Dari 9 item, salah satu item yang diminta yakni good regulator, good manufacturing practice,
termasuk good clinical practice.
Terdapat 9 fungsi yang menjadi area penilaian dalam WLA, yakni regulatory system (RS)/sistem
regulatori, registration and marketing authorization (MA)/registrasi dan izin edar, vigilance (VL)/farmakovigilans, market surveillance and control (MC)/surveilans dan pengawasan di peredaran, licensing establishment (LI)/pemberian izin, regulatory inspection (RI)/inspeksi
regulatori, laboratory testing (LT)/pengujian di laboratorium, clinical trial oversight (CT)/pengawasan pelaksanaan uji klinik, dan lot release (vaccines) (LR)/pelulusan bets atau lot.
3. Laboratorium Uji Klinis
Taruna mengatakan, laboratorium uji klinis Equilab sejauh ini memiliki reputasi yang sangat baik. Tidak hanya di Indonesia, namun juga di Asia Tenggara.
Dia menjelaskan, kemampuan melakukan uji klinis adalah salah satu yang menjadi bahan pertimbangan organisasi internasional itu, selain praktik kebijakan serta produksi obat-obatan yang baik.
Saat ini, katanya, Indonesia baru mencapai maturitas level 3 dari WHO NRA Benchmarking dan Indonesia ingin naik jadi tingkat maturitas 4 atau 5.
"Bulan depan untuk menggapai posisi itu, kita akan dikunjungi langsung dari tim, dari WHO ke Indonesia, ke Jakarta. Kan ini sudah beberapa bulan, hampir 5-6 bulan sudah tiap saat melakukan asesmen lewat online," kata Taruna.
Pihaknya berkunjung ke sejumlah laboratorium uji klinis, salah satunya milik Equilab guna mengecek kesiapan kapasitas uji klinis, misalnya untuk uji kosmetik.
"Berdasarkan pengamatan, lab ini sesuai dengan standar BPOM," katanya.
4. Tarik Investor Asing
Taruna menilai, selain untuk meraih status WLA, uji klinis adalah salah satu komponen penting dalam menarik investasi. Dengan uji klinis yang baik, investor akan tertarik pada Indonesia, dan mempercayakan produksinya.
Berbagai regulasi dibuat untuk kemudahan berinvestasi, namun BPOM tetap mengikat perusahaan dengan ketentuan transfer teknologi setelah lima tahun di Indonesia.

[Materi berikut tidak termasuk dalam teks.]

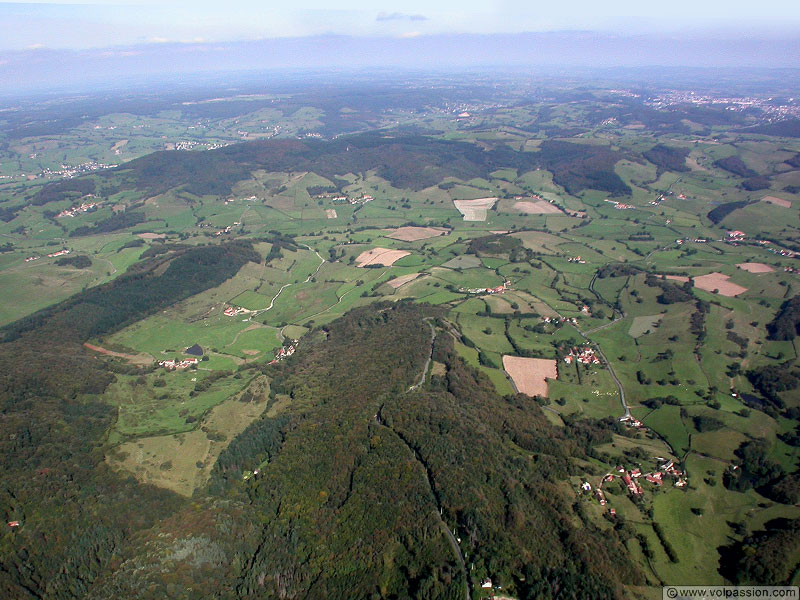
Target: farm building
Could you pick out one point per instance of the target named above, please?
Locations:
(195, 350)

"Yang kedua dengan cara seperti ini juga bisa menurunkan harga obat," katanya.
Kemudian, kata Taruna, uji klinis yang bagus dapat meningkatkan potensi obat-obatan herbal Indonesia menjadi produk obat herbal terstandar.
Saat ini ada lebih dari 17 ribu obat asli Indonesia, namun yang diuji secara klinis baru 97, dan yang menjadi obat 21.
Direktur Utama Equilab International Ronal Simanjuntak mengatakan, pihaknya mendukung BPOM dalam meraih status WHO, seperti dengan cara menghasilkan produk-produk yang bermutu, pengujian vaksin.
Dia menyampaikan bahwa Equilab memiliki kapabilitas sebagai Laboratorium
independen dalam uji obat, kosmetik, dan pangan.
Sebagai satu-satunya perusahaan yang sudah terakreditasi WHO dan UK-MHRA di Asia Tenggara untuk laboratorium pengujian, Equilab International melengkapi laboratoriumnya melalui uji farmakokinetik dan farmakodinamik untuk banyak molekul obat.
“Hingga saat ini, laporan hasil penelitian dan pengujian dari Equilab International sudah diterima di 40 negara dunia di antaranya Inggris, Jerman, Belanda, Spanyol, Hungaria, Afrika Selatan, Malaysia dan Singapura,” jelas Ronal.